Amr al-Aswar, an NTC military commander on the western edge of Sirte, said civilians who remained in the town were the main obstacle.

"The civilians, this is the real problem," he said. "They don't know the truth. Gaddafi's media obscured what's been happening."

Until Thursday, some parts of Sabha, the traditional base for Gaddafi's own tribe about 800 km (500 miles) south of Tripoli, had been occupied by fighters loyal to the leader who lost control of the capital and most of the country last month.

"RESISTANCE IS HOPELESS"

"Our revolutionaries are controlling 100 percent of Sabha city, although there are some pockets of resistance by snipers," NTC military spokesman Ahmed Bani said on Thursday in Tripoli.

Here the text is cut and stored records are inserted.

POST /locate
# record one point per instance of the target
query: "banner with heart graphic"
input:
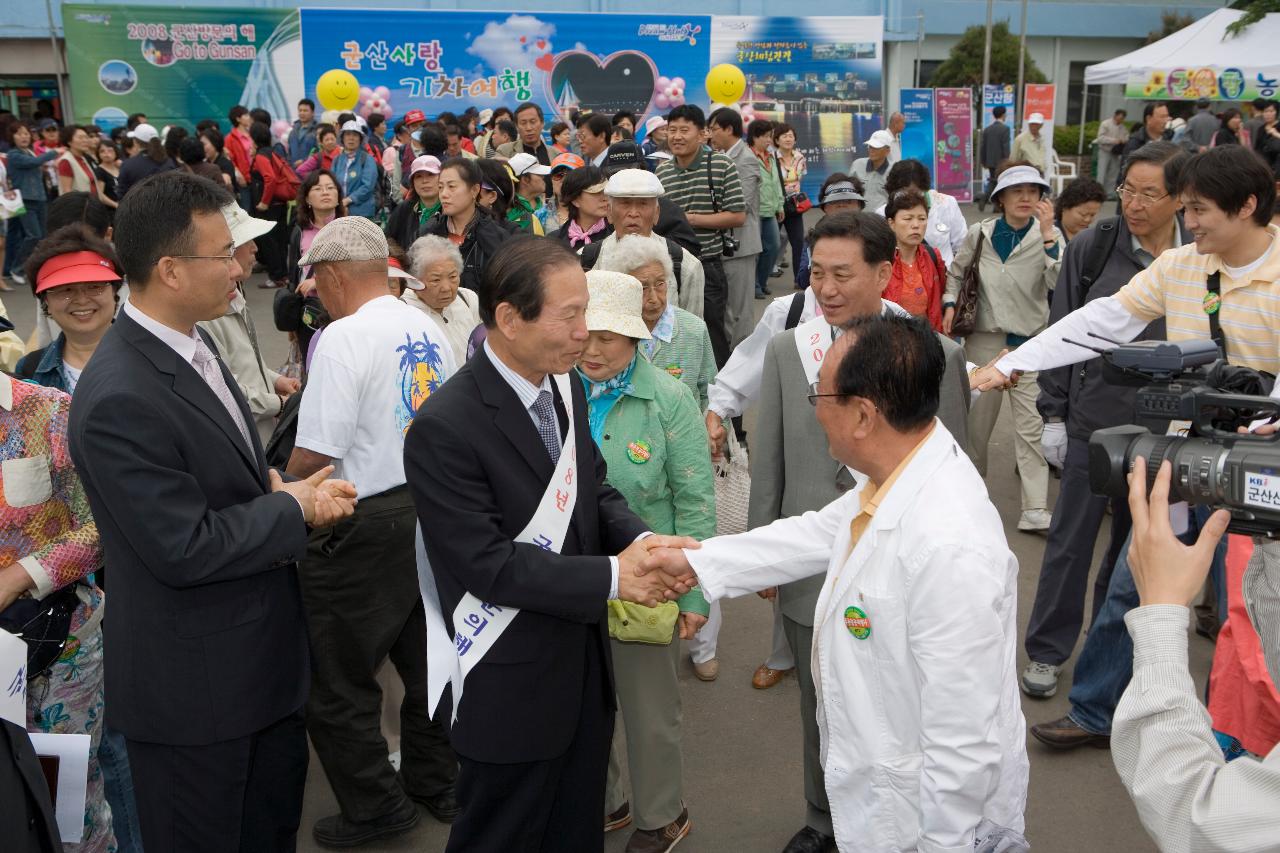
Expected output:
(449, 60)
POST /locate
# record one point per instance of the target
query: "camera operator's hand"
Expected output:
(1165, 570)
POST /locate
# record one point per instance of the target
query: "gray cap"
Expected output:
(347, 238)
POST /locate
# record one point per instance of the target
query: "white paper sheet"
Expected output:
(72, 752)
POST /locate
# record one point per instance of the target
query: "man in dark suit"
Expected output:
(993, 147)
(534, 725)
(208, 671)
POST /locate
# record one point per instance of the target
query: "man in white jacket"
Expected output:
(914, 632)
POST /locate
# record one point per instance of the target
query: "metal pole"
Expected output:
(1084, 108)
(986, 54)
(68, 113)
(919, 42)
(1022, 59)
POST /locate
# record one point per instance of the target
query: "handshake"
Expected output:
(654, 570)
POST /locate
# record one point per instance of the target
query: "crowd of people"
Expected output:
(519, 363)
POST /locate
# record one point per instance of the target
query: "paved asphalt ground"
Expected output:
(743, 778)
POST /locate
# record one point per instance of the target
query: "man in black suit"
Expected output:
(208, 670)
(993, 149)
(535, 720)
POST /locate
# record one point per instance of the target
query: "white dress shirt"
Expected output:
(528, 393)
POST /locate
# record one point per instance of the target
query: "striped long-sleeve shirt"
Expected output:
(1189, 799)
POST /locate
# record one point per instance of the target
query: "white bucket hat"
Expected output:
(1019, 174)
(615, 305)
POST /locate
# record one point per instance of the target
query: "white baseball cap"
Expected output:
(242, 226)
(880, 140)
(144, 133)
(524, 163)
(634, 183)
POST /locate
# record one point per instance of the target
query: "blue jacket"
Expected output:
(45, 366)
(24, 173)
(357, 177)
(302, 141)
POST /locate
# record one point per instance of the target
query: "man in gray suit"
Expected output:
(791, 468)
(995, 150)
(726, 127)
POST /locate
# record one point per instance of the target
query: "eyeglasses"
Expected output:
(814, 395)
(67, 292)
(227, 259)
(1139, 199)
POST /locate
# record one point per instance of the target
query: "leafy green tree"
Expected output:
(1253, 12)
(964, 65)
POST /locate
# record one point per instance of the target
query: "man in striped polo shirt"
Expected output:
(705, 186)
(1225, 286)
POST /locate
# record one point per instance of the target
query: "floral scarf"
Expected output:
(602, 396)
(577, 236)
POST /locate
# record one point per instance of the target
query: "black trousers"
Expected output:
(714, 297)
(242, 794)
(1057, 614)
(360, 592)
(543, 806)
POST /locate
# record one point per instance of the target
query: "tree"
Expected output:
(1170, 22)
(964, 65)
(1253, 12)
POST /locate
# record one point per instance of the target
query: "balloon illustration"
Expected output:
(337, 90)
(726, 83)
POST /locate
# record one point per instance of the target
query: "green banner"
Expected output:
(181, 64)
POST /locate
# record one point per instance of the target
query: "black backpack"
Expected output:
(590, 256)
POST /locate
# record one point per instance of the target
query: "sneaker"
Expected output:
(1040, 680)
(1034, 520)
(618, 819)
(707, 670)
(659, 840)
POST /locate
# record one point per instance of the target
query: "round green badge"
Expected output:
(858, 624)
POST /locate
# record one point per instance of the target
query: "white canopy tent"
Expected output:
(1203, 44)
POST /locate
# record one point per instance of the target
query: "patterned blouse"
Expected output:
(45, 521)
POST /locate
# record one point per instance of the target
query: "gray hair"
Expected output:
(634, 251)
(430, 250)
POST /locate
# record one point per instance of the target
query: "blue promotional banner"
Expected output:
(993, 96)
(822, 76)
(918, 135)
(403, 59)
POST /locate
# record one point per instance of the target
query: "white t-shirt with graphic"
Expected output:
(369, 375)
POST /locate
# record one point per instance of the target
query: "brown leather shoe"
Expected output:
(661, 840)
(618, 819)
(766, 678)
(1065, 734)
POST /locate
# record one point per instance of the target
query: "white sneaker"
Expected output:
(1040, 680)
(1033, 520)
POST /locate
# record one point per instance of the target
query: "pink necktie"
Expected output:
(206, 364)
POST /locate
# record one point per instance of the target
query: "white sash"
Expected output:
(476, 624)
(813, 340)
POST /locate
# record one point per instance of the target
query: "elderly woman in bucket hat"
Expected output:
(1018, 261)
(650, 433)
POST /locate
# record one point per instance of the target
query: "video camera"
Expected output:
(1214, 465)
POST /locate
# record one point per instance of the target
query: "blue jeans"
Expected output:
(769, 245)
(113, 758)
(1106, 662)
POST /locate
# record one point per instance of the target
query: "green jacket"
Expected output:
(771, 188)
(656, 447)
(688, 356)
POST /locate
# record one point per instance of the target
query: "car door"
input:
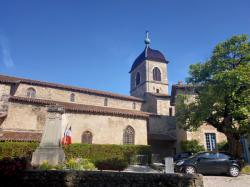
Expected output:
(206, 163)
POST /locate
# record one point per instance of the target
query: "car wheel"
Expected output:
(234, 171)
(190, 170)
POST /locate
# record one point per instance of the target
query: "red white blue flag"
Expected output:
(67, 137)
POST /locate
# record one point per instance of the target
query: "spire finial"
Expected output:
(147, 40)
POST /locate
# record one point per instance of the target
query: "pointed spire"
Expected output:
(147, 40)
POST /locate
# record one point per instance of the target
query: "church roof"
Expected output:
(148, 54)
(12, 80)
(81, 108)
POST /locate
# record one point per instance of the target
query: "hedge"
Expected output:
(101, 152)
(94, 152)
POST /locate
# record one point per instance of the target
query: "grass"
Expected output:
(246, 170)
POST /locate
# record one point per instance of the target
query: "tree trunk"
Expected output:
(235, 146)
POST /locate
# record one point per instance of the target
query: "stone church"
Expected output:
(99, 117)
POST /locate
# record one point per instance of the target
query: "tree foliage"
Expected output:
(222, 85)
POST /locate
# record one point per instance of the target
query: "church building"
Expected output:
(98, 117)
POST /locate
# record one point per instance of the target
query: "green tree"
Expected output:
(222, 85)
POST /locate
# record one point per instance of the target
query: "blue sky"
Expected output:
(94, 43)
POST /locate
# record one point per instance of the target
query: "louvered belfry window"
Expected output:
(129, 135)
(87, 137)
(156, 74)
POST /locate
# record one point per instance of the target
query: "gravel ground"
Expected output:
(224, 181)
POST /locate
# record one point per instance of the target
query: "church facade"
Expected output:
(98, 117)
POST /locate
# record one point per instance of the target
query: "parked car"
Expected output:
(182, 155)
(209, 163)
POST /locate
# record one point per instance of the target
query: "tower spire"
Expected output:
(147, 40)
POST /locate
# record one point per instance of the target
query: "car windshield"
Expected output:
(212, 155)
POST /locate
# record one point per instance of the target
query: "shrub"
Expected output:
(17, 149)
(96, 152)
(191, 146)
(11, 166)
(111, 164)
(45, 166)
(246, 170)
(80, 164)
(223, 146)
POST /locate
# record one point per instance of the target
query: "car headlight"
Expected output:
(180, 163)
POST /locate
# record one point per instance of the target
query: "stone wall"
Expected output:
(101, 179)
(48, 93)
(198, 135)
(147, 83)
(105, 129)
(25, 117)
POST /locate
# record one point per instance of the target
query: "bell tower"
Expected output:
(148, 73)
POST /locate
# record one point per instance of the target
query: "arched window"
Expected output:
(106, 102)
(31, 92)
(137, 79)
(72, 97)
(87, 137)
(156, 74)
(129, 135)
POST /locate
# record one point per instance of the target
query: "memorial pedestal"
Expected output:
(49, 149)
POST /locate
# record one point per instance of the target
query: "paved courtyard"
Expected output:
(224, 181)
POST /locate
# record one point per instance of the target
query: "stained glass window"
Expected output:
(156, 74)
(31, 93)
(129, 135)
(87, 137)
(210, 141)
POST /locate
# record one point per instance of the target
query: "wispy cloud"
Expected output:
(5, 54)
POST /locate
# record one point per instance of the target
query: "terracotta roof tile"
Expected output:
(20, 136)
(8, 79)
(73, 107)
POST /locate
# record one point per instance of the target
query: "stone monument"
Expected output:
(169, 165)
(49, 149)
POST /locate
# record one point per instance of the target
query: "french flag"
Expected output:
(67, 137)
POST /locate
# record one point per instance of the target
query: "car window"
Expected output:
(224, 156)
(208, 156)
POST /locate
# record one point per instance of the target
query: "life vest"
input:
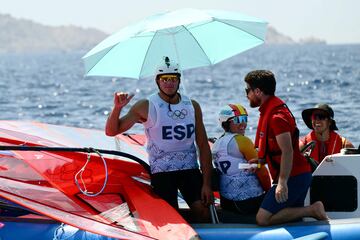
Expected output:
(228, 165)
(333, 145)
(268, 148)
(235, 184)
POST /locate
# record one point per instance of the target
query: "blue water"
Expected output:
(51, 88)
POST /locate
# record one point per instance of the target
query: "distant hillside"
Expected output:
(18, 35)
(21, 36)
(274, 37)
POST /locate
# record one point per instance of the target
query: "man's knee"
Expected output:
(263, 218)
(201, 213)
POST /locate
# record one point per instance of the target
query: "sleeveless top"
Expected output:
(235, 184)
(170, 135)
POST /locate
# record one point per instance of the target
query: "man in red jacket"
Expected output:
(277, 140)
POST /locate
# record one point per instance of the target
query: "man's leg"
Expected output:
(272, 212)
(164, 185)
(315, 210)
(190, 187)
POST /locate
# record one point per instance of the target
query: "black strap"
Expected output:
(294, 139)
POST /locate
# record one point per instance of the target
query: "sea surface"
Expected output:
(51, 88)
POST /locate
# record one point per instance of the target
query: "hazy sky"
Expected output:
(336, 21)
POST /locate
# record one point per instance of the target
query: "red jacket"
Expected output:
(276, 118)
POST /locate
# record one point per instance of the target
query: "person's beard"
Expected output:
(255, 102)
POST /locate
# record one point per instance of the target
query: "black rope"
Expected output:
(84, 150)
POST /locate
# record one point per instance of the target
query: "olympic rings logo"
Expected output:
(177, 114)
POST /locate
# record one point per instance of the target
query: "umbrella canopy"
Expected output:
(191, 37)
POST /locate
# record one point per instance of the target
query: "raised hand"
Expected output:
(121, 99)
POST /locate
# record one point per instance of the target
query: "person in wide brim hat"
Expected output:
(323, 136)
(326, 109)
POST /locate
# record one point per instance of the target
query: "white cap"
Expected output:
(167, 67)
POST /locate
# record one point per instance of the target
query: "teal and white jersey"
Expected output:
(235, 184)
(171, 135)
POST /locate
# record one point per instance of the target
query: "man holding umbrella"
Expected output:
(173, 124)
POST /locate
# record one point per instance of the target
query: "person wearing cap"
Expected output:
(321, 120)
(241, 190)
(277, 140)
(173, 124)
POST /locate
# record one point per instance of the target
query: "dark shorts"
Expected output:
(247, 206)
(167, 184)
(297, 190)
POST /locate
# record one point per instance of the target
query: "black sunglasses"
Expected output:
(319, 116)
(247, 90)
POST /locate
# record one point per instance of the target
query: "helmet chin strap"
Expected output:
(170, 96)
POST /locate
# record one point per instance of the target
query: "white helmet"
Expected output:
(167, 67)
(230, 111)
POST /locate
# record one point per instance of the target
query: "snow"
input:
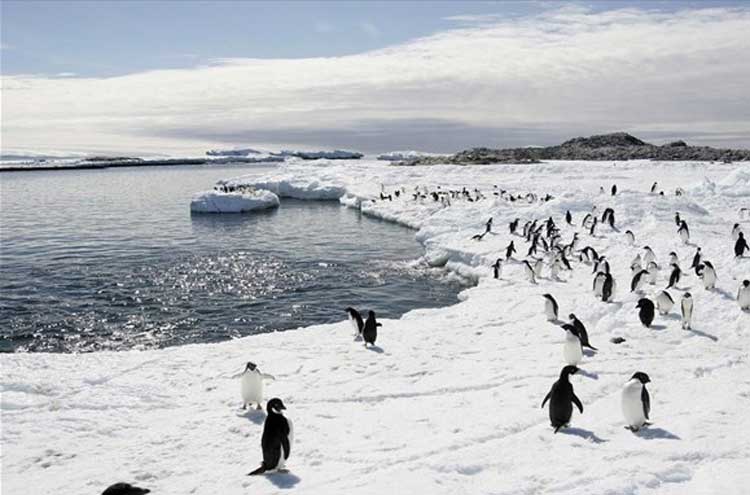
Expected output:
(396, 156)
(233, 202)
(449, 400)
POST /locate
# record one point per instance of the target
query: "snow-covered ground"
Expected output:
(233, 202)
(449, 400)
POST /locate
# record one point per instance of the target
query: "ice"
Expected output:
(451, 404)
(233, 202)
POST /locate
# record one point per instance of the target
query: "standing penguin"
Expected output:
(646, 313)
(743, 295)
(550, 307)
(529, 271)
(674, 277)
(684, 232)
(277, 439)
(572, 350)
(608, 288)
(636, 403)
(370, 332)
(686, 307)
(497, 268)
(741, 245)
(356, 320)
(251, 385)
(630, 237)
(708, 275)
(664, 302)
(582, 333)
(562, 397)
(510, 250)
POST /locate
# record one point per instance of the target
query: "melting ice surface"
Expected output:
(112, 259)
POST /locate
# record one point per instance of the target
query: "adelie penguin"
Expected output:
(551, 308)
(636, 403)
(646, 312)
(277, 439)
(370, 331)
(583, 335)
(561, 398)
(743, 295)
(251, 385)
(686, 308)
(572, 348)
(741, 245)
(356, 320)
(664, 302)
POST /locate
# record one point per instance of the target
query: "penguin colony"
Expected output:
(547, 252)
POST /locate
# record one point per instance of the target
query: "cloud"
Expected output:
(539, 78)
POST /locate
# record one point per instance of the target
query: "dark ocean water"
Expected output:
(113, 259)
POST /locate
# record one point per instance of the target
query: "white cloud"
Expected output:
(562, 72)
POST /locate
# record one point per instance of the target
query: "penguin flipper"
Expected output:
(577, 402)
(546, 398)
(260, 470)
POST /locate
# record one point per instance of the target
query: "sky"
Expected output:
(182, 77)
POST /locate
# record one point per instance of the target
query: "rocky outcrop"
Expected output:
(604, 147)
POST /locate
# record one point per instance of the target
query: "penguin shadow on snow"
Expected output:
(283, 479)
(257, 416)
(655, 434)
(583, 433)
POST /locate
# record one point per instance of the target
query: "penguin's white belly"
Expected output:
(744, 299)
(549, 311)
(252, 388)
(632, 407)
(572, 351)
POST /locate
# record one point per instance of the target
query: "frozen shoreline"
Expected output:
(452, 403)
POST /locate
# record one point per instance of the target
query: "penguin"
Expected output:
(743, 295)
(708, 275)
(736, 231)
(125, 489)
(561, 397)
(674, 277)
(251, 385)
(741, 245)
(696, 259)
(599, 284)
(608, 288)
(370, 330)
(686, 307)
(638, 280)
(648, 255)
(636, 403)
(510, 250)
(356, 320)
(497, 268)
(277, 439)
(529, 271)
(646, 313)
(582, 333)
(664, 302)
(572, 350)
(684, 232)
(551, 308)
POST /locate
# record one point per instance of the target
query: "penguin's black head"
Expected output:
(641, 377)
(275, 406)
(569, 370)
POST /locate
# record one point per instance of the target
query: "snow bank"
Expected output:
(233, 202)
(449, 401)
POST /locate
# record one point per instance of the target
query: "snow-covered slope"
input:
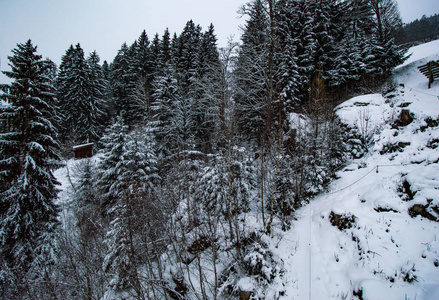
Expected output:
(388, 246)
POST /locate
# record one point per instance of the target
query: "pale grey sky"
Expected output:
(103, 25)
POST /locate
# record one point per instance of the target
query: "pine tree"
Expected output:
(113, 143)
(28, 155)
(99, 101)
(136, 177)
(82, 93)
(251, 72)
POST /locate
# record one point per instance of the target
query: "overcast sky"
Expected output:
(103, 25)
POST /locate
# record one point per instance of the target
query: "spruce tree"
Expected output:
(82, 96)
(28, 155)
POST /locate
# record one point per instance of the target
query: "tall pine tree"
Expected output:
(28, 155)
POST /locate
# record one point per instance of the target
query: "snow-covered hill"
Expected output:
(386, 205)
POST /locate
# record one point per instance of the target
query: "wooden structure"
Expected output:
(83, 151)
(430, 70)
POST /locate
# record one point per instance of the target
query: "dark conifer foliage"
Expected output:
(28, 155)
(421, 30)
(208, 149)
(82, 96)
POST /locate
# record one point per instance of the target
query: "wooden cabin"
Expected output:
(83, 151)
(431, 71)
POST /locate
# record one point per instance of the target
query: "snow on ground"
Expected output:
(386, 254)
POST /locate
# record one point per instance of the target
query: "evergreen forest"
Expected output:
(200, 151)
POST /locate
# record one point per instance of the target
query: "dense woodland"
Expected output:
(421, 30)
(200, 150)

"This resistance is hopeless ... They know very well that at the end of the day they will show the white flag or they will die. They are fighting for themselves, not for the tyrant," he told reporters, referring to Gaddafi.

The U.N. atomic agency said on Thursday Gaddafi's government had stored raw uranium near Sabha, after CNN reported NTC forces had found a military site containing what appeared to be radioactive material.

In Vienna, International Atomic Energy Agency (IAEA) spokeswoman Gill Tudor said: "We can confirm that there is yellow cake stored in drums at a site near Sabha ... which Libya previously declared to the IAEA."

The NTC says it also controls Jufra, to the northeast of Sabha, and the nearby oasis towns of Sokna, Waddan, and Houn.

A manhunt for Gaddafi, who has been in hiding for weeks although he occasionally issues defiant audio messages, was drawing closer to its target, said Bani.

A spokesman for Gaddafi, Moussa Ibrahim, said on Thursday NATO air strikes and interim government forces' shelling of Sirte were killing civilians.

His claims could not be verified as journalists are unable to reach the city. NATO comment was not immediately available.

Rebel fighters near Sirte and residents fleeing the city said pro-Gaddafi forces had been executing people suspected of sympathizing with the NTC.

North of Bani Walid, NTC military forces brought forward tanks and Grad rocket launchers for a renewed attempt to take the town although it was not clear when the attack might begin.

The offensive there has been frustrated by stiff resistance from well-drilled loyalist fighters, and also by a lack of organization among the NTC forces. They operate in disparate units based on their home towns, with little overall command.

Many fighters go into battle wearing flip-flop sandals, t-shirts and jeans and have no military training. "We don't take orders from the NTC. We listen only to our own commander," said Ziyad Al Khemri, a fighter from Zawiyah, just west of Tripoli.

If the NTC cannot swiftly take control of the country and its own forces, this may embarrass Western leaders, especially France's Nicolas Sarkozy and Britain's David Cameron, who took a gamble by backing the anti-Gaddafi leadership.

The NTC said last week it would move to Tripoli only after its forces are in full control of Libyan territory, contradicting an earlier pledge to move the interim administration to the capital around mid-September.

"Complete liberation would be announced when we are in control of Sirte and Bani Walid and control all the border crossings," said NTC spokesman Ghoga. "This means Gaddafi forces would have no control over any of those crossings. I believe it's a matter of few days."